Через два часа после рассвета, небо заволокло тучами и начался дождь. Многие горожане вздохнули с облегчением. Эйдан продолжал рыть, хоть это было уже бессмысленно, ведь дождь вернее расправился бы с огнем, но он не мог остановиться, как будто копал собственную могилу. Ему необходимо было что-то делать. У него больше не было цели. Никто больше не ждал его. Ему некуда было идти. Под осенним дождем он быстро замерз, но будто не чувствовал этого.

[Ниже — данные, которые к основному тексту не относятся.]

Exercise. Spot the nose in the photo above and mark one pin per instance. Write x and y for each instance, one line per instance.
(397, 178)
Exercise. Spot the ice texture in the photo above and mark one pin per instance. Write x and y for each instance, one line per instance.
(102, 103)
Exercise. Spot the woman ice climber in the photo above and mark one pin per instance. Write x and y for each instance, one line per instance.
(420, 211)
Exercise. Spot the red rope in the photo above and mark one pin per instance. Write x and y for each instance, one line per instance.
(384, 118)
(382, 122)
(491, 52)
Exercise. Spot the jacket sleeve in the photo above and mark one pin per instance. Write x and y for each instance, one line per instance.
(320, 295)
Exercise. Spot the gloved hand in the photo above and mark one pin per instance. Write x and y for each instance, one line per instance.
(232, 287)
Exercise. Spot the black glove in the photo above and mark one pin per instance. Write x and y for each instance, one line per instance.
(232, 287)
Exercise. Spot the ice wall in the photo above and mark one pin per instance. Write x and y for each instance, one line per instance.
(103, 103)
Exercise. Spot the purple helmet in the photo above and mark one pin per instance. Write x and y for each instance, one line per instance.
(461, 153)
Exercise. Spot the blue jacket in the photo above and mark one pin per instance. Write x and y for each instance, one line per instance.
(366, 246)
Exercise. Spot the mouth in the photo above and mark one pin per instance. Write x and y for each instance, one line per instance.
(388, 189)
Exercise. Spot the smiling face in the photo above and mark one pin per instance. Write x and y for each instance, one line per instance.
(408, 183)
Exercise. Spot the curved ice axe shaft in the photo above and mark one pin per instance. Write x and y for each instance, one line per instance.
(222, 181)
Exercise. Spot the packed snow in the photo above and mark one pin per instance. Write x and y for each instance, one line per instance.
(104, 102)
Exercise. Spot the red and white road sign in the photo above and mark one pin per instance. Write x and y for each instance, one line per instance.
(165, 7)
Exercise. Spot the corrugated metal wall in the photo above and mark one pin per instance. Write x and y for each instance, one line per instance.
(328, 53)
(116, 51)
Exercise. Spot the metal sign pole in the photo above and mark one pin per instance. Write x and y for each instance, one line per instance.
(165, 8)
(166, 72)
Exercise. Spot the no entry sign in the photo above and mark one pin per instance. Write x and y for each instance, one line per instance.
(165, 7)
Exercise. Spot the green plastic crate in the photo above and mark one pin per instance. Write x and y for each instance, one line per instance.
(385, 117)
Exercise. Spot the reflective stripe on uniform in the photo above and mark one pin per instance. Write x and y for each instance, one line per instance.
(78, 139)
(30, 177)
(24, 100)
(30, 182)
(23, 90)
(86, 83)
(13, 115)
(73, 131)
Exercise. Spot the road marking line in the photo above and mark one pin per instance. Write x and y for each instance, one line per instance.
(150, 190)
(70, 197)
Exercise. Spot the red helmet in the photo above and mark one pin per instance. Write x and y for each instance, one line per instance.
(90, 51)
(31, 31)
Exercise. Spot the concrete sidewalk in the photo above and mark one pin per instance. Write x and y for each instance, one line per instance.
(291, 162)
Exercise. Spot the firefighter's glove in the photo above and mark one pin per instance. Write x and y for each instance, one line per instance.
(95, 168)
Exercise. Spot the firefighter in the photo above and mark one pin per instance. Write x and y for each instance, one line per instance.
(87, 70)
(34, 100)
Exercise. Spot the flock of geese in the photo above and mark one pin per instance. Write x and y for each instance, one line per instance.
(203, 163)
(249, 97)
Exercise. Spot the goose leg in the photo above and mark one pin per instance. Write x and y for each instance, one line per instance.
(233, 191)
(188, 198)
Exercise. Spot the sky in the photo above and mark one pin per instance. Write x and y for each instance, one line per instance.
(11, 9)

К полудню огонь погас. Тюрьма была сложена из камня, и дерева там было не много. К счастью, пламя не перекинулось на соседние постройки.
Эйдан выбрался на поверхность. Его темные кудри слиплись от дождя и пота, а лицо и руки покрывала грязь и сажа. Армитэдж накинул на его плечи плащ.
– Нам стоит пойти ко мне домой. Тебе нужно принять горячую ванну, – мягко предложил он. – Здесь больше нечего делать.
– Нет, – твердо ответил Эйдан. – Я должен его увидеть.
– Эйдан… – книготорговец не сразу понял, о ком говорит юноша, а, догадавшись, вздохнул. – Я не думаю, что… – он попытался подобрать слова, но все равно не смог смягчить смысл. – Я не думаю, что от его тела что-то осталось…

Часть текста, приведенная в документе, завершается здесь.